Here’s an overview of bicycle handlebars with the typical road bike shape or a similar curvature. For us, this also includes track bike and bullhorn handlebars, although these handlebars are currently probably more likely to be found on fixies. These handlebars are often available in different widths, which can vary between 38cm and 44cm.

In the Bullhorn handlebar, the Reach value indicates the length of the ends – “All Reach, no Drop”.


How Much Does a Bicycle Handlebar Cost?

A simple bicycle handlebar costs between 10 and 20€. If it should be an MTB handlebar with a riser shape or a handlebar with another special shape, you can already come up to 50€. All this, of course, is only for aluminum handlebars – for carbon handlebars, you move in the triple-digit range. Carbon is much lighter than aluminum, which is why the pros ride completely carbon.

Bicycle Handlebars: How Wide?

As a rule of thumb, the handlebars should be as wide as the rider’s shoulders. If the handlebars are too narrow, the neck muscles will otherwise become tense.

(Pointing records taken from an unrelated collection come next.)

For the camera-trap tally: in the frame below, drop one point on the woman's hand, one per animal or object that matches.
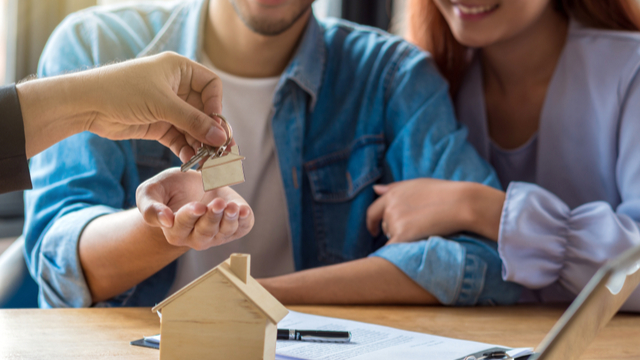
(165, 97)
(416, 209)
(188, 216)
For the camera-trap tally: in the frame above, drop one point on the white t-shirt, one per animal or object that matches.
(247, 105)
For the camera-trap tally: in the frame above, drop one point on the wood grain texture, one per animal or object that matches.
(218, 316)
(105, 333)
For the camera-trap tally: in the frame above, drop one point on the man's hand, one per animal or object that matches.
(416, 209)
(165, 97)
(190, 217)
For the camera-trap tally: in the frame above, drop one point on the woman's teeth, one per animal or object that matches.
(474, 10)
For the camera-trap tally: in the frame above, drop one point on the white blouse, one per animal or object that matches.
(584, 205)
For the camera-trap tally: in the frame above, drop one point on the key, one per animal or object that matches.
(204, 152)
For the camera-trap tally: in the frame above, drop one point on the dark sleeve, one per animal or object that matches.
(14, 167)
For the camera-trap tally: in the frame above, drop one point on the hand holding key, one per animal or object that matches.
(220, 166)
(188, 216)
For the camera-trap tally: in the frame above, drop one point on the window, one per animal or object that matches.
(4, 27)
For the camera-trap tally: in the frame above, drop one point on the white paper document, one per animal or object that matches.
(371, 342)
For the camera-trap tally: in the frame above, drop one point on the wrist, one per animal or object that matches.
(52, 110)
(485, 210)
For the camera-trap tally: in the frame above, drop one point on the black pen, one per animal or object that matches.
(314, 335)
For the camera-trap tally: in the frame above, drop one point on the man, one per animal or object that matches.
(321, 110)
(142, 99)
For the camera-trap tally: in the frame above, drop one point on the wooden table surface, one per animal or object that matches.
(105, 333)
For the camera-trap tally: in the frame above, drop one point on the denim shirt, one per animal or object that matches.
(354, 107)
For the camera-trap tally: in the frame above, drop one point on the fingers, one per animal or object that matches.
(209, 225)
(196, 123)
(178, 142)
(209, 85)
(150, 198)
(198, 88)
(375, 214)
(229, 223)
(185, 220)
(200, 227)
(381, 189)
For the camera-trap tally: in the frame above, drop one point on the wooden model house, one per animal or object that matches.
(224, 314)
(223, 171)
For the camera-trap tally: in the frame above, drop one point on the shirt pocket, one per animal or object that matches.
(340, 176)
(341, 191)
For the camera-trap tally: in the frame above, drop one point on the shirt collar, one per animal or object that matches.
(184, 33)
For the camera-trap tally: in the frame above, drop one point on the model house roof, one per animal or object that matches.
(237, 270)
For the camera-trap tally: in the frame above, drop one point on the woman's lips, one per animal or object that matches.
(473, 12)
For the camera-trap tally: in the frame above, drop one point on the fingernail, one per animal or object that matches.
(163, 221)
(217, 212)
(216, 135)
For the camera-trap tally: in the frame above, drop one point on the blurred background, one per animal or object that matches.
(25, 26)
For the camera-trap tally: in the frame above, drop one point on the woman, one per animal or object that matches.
(551, 97)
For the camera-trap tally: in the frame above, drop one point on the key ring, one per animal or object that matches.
(228, 131)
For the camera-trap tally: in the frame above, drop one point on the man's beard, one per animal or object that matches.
(269, 27)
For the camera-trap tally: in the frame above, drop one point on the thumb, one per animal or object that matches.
(196, 123)
(381, 189)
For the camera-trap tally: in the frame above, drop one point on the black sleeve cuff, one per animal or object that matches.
(14, 167)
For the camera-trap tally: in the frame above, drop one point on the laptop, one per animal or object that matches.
(594, 307)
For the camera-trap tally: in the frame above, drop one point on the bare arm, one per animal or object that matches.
(120, 250)
(365, 281)
(164, 97)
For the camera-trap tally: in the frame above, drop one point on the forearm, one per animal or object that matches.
(118, 251)
(370, 280)
(485, 210)
(53, 109)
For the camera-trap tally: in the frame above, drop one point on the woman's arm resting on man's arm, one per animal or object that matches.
(371, 280)
(118, 251)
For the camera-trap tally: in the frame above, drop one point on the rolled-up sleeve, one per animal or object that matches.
(75, 181)
(430, 143)
(542, 240)
(13, 155)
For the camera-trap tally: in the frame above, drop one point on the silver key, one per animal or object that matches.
(204, 152)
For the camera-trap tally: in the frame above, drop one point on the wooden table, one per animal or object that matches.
(105, 333)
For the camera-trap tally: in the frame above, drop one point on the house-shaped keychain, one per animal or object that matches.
(225, 170)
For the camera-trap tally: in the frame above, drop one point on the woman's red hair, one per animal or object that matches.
(429, 30)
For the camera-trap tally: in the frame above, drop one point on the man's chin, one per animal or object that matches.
(268, 27)
(273, 24)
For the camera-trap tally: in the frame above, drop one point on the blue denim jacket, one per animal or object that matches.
(354, 107)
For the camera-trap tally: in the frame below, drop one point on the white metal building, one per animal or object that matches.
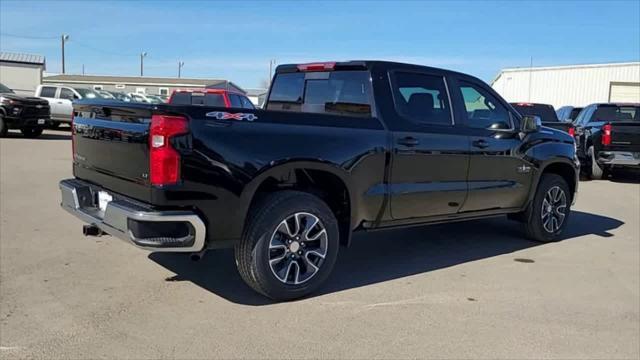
(576, 85)
(21, 72)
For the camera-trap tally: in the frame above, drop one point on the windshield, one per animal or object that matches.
(545, 112)
(88, 94)
(616, 113)
(5, 90)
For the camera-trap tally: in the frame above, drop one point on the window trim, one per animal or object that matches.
(393, 83)
(498, 98)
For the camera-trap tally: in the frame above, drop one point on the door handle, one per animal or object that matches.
(408, 141)
(480, 144)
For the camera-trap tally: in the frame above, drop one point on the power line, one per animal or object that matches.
(29, 37)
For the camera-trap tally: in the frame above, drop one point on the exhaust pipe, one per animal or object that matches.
(91, 230)
(197, 256)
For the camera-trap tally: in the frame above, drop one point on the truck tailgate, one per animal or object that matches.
(111, 146)
(625, 136)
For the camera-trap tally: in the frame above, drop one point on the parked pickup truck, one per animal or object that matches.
(608, 137)
(340, 147)
(547, 114)
(61, 100)
(28, 114)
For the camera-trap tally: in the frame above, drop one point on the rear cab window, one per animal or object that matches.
(613, 112)
(545, 112)
(346, 93)
(198, 98)
(48, 91)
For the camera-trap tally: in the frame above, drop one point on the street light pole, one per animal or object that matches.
(64, 38)
(180, 65)
(142, 55)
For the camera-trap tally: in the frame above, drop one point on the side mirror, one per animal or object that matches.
(530, 123)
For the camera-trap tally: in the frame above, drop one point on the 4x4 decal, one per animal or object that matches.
(222, 115)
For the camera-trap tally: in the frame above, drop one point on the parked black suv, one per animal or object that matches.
(341, 147)
(608, 137)
(29, 114)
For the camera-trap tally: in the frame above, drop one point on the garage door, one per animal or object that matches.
(625, 92)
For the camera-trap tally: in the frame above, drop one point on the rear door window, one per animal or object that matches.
(422, 98)
(483, 109)
(235, 101)
(346, 93)
(246, 103)
(48, 91)
(67, 94)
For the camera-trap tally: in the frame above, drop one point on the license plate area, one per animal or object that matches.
(104, 198)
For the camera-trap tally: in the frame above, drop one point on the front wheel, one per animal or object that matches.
(548, 214)
(290, 245)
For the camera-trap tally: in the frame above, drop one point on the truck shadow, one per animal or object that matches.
(386, 255)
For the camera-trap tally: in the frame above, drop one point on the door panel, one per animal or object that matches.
(428, 178)
(430, 154)
(499, 176)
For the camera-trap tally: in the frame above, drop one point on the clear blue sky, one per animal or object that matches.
(236, 40)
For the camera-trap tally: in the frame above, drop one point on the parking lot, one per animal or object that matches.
(463, 290)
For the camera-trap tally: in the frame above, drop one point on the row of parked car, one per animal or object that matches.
(607, 135)
(52, 105)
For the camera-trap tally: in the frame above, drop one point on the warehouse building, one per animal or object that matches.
(137, 84)
(576, 85)
(21, 72)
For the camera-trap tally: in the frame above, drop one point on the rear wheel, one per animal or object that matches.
(549, 211)
(31, 133)
(3, 127)
(290, 245)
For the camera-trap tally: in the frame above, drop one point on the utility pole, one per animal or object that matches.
(63, 38)
(530, 71)
(142, 55)
(272, 63)
(180, 65)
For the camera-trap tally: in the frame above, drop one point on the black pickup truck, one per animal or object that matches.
(340, 147)
(547, 114)
(608, 137)
(30, 115)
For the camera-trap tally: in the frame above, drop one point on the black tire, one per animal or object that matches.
(31, 132)
(536, 228)
(595, 171)
(3, 126)
(253, 252)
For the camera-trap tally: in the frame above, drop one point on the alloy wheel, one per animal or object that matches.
(554, 207)
(297, 248)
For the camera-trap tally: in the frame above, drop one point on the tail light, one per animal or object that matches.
(164, 160)
(73, 137)
(606, 134)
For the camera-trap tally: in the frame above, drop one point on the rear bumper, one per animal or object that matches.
(127, 219)
(619, 158)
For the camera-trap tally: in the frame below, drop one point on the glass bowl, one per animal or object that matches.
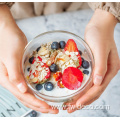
(59, 36)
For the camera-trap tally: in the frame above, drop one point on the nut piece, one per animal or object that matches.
(43, 51)
(51, 59)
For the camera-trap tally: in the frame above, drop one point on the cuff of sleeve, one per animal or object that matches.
(9, 4)
(112, 7)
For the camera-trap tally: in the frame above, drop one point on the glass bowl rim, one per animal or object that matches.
(92, 59)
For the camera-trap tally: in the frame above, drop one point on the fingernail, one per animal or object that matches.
(21, 88)
(98, 80)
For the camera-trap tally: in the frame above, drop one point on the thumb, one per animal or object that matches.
(15, 74)
(100, 68)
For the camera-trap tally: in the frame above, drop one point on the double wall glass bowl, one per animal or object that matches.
(59, 36)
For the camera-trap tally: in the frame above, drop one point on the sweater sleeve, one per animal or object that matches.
(9, 4)
(112, 7)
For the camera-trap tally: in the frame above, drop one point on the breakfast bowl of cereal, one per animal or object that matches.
(58, 66)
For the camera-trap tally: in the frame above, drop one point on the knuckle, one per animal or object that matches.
(19, 97)
(101, 70)
(15, 78)
(115, 69)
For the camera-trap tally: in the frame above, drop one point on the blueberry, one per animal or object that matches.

But with road bike handlebars, you reach further forward or downward, which puts more tension on the back and eliminates this problem. It’s more about the steering behavior. With the wider handlebars, you have a longer lever, which is more stable and it steers more roughly sensitive. Narrower handlebars are more sensitive and sleek. MTB handlebars are therefore much wider, as this brings more stability to the terrain.

Which Bicycle Handlebars for Carpal Tunnel Syndrome?

If you have problems with stiffened hand posture, an ergonomic bicycle handlebar is recommended. For more information on this, see our post on bicycle grips.

Which Bicycle Handlebar for Back Problems?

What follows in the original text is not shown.